「歯の神経が死んでいる場合も麻酔しますか?」
以前、当院のYoutubeチャンネルに投稿した下の動画に頂いたご質問です。
また、当院に来院される患者様から頂くご希望でもあります。
「根管治療の際には、麻酔してもらえますか?」
「いままで通っていた歯科医院では、麻酔してもらえなかったので・・・」
ぜひご参照ください。
また、当院のYoutubeチャンネルもご参照くださると大変うれしいです。
ぜひご参照頂き、ご登録ください1
《以下回答文となります》
コメントをありがとうございます。
まずは回答から!「はい!必ず麻酔をします」
むし歯は唾液中に存在する細菌が、歯を溶かしながら内部へと感染する病気です。
その感染の過程で、冷たいものがしみたり、ズキズキしたり、温かいものがしみたり、歯ぐきが腫れるといった症状が発現します。

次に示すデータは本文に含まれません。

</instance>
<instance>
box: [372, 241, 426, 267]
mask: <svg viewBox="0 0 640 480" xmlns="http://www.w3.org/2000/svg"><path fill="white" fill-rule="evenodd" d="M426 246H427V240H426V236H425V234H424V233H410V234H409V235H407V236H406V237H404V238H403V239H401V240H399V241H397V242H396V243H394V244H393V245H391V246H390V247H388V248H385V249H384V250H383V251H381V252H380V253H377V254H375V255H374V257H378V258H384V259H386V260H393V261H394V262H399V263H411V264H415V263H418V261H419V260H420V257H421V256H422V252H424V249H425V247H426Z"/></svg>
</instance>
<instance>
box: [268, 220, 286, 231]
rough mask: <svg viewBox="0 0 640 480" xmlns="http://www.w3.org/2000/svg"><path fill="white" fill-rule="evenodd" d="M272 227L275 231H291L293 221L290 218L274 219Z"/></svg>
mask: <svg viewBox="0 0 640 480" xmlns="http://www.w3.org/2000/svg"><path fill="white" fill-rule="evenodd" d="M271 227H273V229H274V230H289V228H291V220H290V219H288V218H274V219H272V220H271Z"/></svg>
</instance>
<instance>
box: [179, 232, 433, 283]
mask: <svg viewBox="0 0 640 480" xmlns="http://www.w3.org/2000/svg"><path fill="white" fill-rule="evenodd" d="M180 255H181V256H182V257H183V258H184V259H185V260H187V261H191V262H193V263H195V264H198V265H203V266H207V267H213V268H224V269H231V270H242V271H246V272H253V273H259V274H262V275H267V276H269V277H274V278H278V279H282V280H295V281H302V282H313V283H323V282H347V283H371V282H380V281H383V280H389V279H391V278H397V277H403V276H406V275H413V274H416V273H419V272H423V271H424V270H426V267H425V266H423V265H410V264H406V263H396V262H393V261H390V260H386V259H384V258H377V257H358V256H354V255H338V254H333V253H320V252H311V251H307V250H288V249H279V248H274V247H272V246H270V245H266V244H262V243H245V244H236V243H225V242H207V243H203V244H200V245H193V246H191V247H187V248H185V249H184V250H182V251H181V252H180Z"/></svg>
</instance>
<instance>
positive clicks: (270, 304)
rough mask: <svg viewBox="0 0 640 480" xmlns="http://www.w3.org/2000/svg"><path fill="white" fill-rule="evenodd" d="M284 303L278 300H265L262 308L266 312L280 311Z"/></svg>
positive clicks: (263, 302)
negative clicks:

そのため、「細菌感染を取り除く」ために、“感染した”歯の神経を取り除くのです。
これを「根管治療」といいます。
これを「根管治療」といいます。
これは、皮膚に細菌が感染した“トゲ”が刺さるようなものです。
トゲが刺されば、皮膚は腫れ、その感染は拡大します。放置すれば皮膚は赤く腫れあがり、対処しなけば、膿(ウミ)がでて、皮膚は壊死してしまうでしょう。
そうならないようにするには、早期に感染しているトゲを取り除くことが大切です。
壊死してしまったのであれば、その部分の皮膚も含めて取り除く必要があるでしょう。
では、その壊死組織を取り除くとき、麻酔は要らないでしょうか?
どこからどこまでが壊死しているのか、目で見て分かるでしょうか?
壊死組織を取るためには、健全な部分から壊死組織を除去しなければなりません。
健全な部分には「知覚」があります。
“麻酔、しますよね”
麻酔をして健全な部分から壊死組織を取り除くはずです。
歯も同様です。
また、歯の神経が死んでしまい、知覚が無かったとしても、周囲を支える歯槽骨や歯根膜といった組織には「知覚」があります。麻酔無では激痛です。拷問と変わりありません。
・むし歯が神経に達している
・歯の根っこの先にレントゲンでみて病変(病巣)が認められる
・電気的刺激に反応しないので、神経は死んでいる
などを根拠とした神経が死んでいるとする診断は、片手落ちの診断です。
たとえその診断が正解であったとしても、健全部分が周囲に存在するため、麻酔は必要となります。
「神経が死んでいる=麻酔が必要ない」
とする考えが歯科医師に未だに拡がっている理由には以下の状況があるでしょう。
・戦後より続く日本の保険医療制度に基づく治療
・昔ながらの歯科大学の教育
・肉眼に頼った従来の歯科治療
(未だ数パーセントの普及率ではありますが)
細菌が神経に感染したとしても、すぐに全部が壊死するわけではなく、徐々に炎症を起こし、徐々に壊死することが分かっています。 神経が死んでいるように見えても、実は生きているといったことは多いのです。
こういったことから、根管治療の際には、必ず麻酔が必要となるのです。
ちなみに、私は25年ほどの歯科医師人生において、麻酔をせずに根管治療をしたことは一度もありません。